Any organ may be involved and the main problem is due to involvements of the immune system and epithelium of skin, liver, and intestine.
Infections are very common.
Signs and Symptoms
- Skin shows generalized rashes.
- Liver: – There is bile duct destruction and the patient develops jaundice.
- Intestine: – There is mucosal ulceration of gut and patients may develop bloody diarrhea.
It appears after at least 2-3 months after transplantation.
This may follow acute or insidious onset.
Signs and Symptoms
- There is extensive cutaneous injury and maybe fibrosis in the dermis. There are desquamation and blister formation.
- The liver shows chronic liver disease like cholestatic jaundice and alkaline phosphates level is raised.
- Gastrointestinal tract:- The patient may have abdominal pain and diarrhea with life-threatening electrolytes imbalance.
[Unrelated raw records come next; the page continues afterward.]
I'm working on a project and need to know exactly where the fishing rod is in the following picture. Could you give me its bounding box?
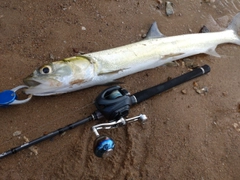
[0,65,210,159]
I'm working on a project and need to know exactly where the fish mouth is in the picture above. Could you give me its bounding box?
[23,79,41,87]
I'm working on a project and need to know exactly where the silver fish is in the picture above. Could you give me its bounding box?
[24,13,240,96]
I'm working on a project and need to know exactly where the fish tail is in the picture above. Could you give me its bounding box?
[226,13,240,45]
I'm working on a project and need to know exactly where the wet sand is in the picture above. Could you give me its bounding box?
[0,0,240,180]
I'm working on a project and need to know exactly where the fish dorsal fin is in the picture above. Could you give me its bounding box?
[145,21,164,39]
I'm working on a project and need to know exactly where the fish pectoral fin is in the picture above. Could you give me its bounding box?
[98,68,128,76]
[145,21,165,39]
[204,47,221,57]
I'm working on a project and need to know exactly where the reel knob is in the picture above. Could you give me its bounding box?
[93,136,115,158]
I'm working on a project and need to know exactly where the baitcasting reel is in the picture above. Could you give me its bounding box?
[0,65,210,159]
[92,86,140,157]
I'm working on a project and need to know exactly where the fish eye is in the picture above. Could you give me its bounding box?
[39,65,52,74]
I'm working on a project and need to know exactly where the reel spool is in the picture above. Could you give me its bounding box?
[92,86,147,157]
[95,86,136,120]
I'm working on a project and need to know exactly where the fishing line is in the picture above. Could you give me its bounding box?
[1,88,119,150]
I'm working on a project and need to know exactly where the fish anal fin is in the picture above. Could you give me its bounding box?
[145,21,165,39]
[204,47,221,57]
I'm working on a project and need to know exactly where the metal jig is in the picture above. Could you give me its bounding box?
[0,85,32,107]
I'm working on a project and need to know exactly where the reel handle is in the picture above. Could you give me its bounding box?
[93,136,115,158]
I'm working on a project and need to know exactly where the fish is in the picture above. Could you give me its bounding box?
[23,13,240,96]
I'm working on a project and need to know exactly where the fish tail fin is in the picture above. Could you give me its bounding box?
[226,13,240,45]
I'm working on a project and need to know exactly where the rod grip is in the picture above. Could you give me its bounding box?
[133,65,211,103]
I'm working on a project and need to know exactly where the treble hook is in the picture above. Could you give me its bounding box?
[0,85,32,107]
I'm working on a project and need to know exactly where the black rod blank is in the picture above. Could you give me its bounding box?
[133,65,210,103]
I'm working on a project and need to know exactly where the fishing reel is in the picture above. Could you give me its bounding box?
[92,86,142,157]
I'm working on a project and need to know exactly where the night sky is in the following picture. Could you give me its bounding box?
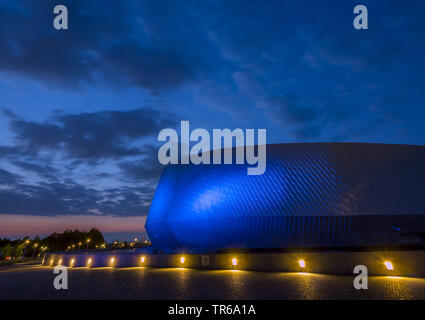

There may be esophageal stricture.
- Recurrent infections are also common.
The most effective treatment to prevent acute GVHD is a combination of methotrexate and cyclosporin. While treatment of established GVHD is with methylprednisolone, cyclosporin and or anti-thymocyte globulin.
If donor T lymphocytes from bone marrow are depleted then GVHD will be prevented.